From time to time, Myrtle may be involved in a variety of claims, lawsuits, investigations and proceedings related to contractual disputes, employment matters, regulatory and compliance matters, intellectual property rights and other litigation arising in the ordinary course of business. Myrtle’s policy is to expense legal fees and expenses incurred in connection with legal proceedings in the period in which the expense is incurred. Myrtle operates in a highly regulated industry which may inherently lend itself to legal matters. Management is aware that litigation has associated costs and that results of adverse litigation verdicts could have a material effect on Myrtle’s financial position or results of operations. Management, in consultation with legal counsel, has determined that there are no known legal matters affecting Myrtle presently outstanding.

 

Note 7 – Recent Accounting Pronouncements

 

In December 2023, the FASB issued Accounting Standards Update (“ASU”) 2023-09, Improvements to Income Tax Disclosures, which requires enhanced annual disclosures for specific categories in the rate reconciliation and income taxes paid disaggregated by federal, state and foreign taxes.
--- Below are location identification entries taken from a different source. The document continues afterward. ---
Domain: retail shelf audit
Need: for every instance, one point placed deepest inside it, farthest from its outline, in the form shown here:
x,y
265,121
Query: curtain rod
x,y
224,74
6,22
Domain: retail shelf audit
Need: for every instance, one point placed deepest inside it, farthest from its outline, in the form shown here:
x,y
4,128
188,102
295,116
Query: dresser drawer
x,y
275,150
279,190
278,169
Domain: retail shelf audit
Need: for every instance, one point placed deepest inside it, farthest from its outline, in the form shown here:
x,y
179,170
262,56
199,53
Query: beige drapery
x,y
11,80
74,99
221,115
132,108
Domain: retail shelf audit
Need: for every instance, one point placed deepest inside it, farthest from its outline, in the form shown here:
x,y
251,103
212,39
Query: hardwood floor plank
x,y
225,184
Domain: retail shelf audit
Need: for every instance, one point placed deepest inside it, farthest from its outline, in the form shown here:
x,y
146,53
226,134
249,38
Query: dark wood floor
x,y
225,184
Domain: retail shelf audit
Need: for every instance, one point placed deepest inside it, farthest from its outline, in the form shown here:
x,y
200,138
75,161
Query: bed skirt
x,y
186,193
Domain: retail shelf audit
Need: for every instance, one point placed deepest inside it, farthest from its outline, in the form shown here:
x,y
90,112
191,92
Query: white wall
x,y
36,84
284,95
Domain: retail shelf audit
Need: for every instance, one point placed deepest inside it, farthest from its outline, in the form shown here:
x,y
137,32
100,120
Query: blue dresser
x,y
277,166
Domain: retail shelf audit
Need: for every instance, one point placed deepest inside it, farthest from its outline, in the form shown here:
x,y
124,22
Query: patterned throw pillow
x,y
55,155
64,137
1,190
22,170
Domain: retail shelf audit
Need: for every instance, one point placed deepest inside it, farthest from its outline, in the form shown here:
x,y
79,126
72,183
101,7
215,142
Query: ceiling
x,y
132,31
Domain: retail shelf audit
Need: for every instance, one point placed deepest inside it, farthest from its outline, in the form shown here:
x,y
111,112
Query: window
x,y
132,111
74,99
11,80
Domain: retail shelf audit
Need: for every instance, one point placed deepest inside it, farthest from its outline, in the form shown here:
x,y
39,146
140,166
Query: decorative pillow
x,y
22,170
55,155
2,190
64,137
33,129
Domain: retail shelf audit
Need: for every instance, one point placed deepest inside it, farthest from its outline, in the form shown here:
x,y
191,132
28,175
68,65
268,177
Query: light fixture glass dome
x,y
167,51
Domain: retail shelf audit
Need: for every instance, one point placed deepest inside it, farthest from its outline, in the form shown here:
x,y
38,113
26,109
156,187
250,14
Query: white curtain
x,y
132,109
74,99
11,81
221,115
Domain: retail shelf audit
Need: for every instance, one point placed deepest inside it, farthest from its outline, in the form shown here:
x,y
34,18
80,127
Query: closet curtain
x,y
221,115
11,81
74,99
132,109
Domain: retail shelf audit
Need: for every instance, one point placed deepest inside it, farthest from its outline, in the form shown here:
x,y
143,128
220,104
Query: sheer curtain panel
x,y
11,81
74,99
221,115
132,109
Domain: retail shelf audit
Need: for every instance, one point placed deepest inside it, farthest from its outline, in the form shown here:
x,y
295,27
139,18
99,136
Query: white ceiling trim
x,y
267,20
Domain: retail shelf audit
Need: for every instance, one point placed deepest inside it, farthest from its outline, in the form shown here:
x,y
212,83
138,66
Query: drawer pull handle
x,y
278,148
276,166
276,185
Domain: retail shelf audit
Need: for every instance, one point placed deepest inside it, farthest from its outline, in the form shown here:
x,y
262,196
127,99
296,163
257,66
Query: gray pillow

ASU 2023-09 is effective for Myrtle for annual periods beginning after December 15, 2025. Myrtle plans to adopt ASU 2023-09 effective January 1, 2026 applying a retrospective approach to all prior periods presented in the financial statements. Myrtle expects the adoption of this ASU to enhance its income tax disclosures.

 

Other pronouncements issued by the FASB with future effective dates are either not applicable or are not expected to have a material impact on the Myrtles’ financial position, results of operations or cash flows.

 

Note 8 – Subsequent Events

 

Lease Agreement

 

Myrtle entered into a formal lease agreement with RHI under which Myrtle agreed to lease facilities at RHI’s Big South Fork Medical Center campus beginning on June 14, 2024 for a term of one year with five annual options to renew for an additional year with an initial monthly base rental amount of $35,000 and annual rent increases equal to the greater of 3% and the consumer price index.

 

Exchange of RHI’s Equity Interest in Myrtle for FOXO Technologies Inc.’s Class A Common Stock/Note Payable

 

In connection with the Transaction with FOXO, which is more fully discussed in Note 1, on July 17, 2024, FOXO issued to RHI 1.0 million shares of its Class A Common Stock and a note payable in the amount of $0.3 million.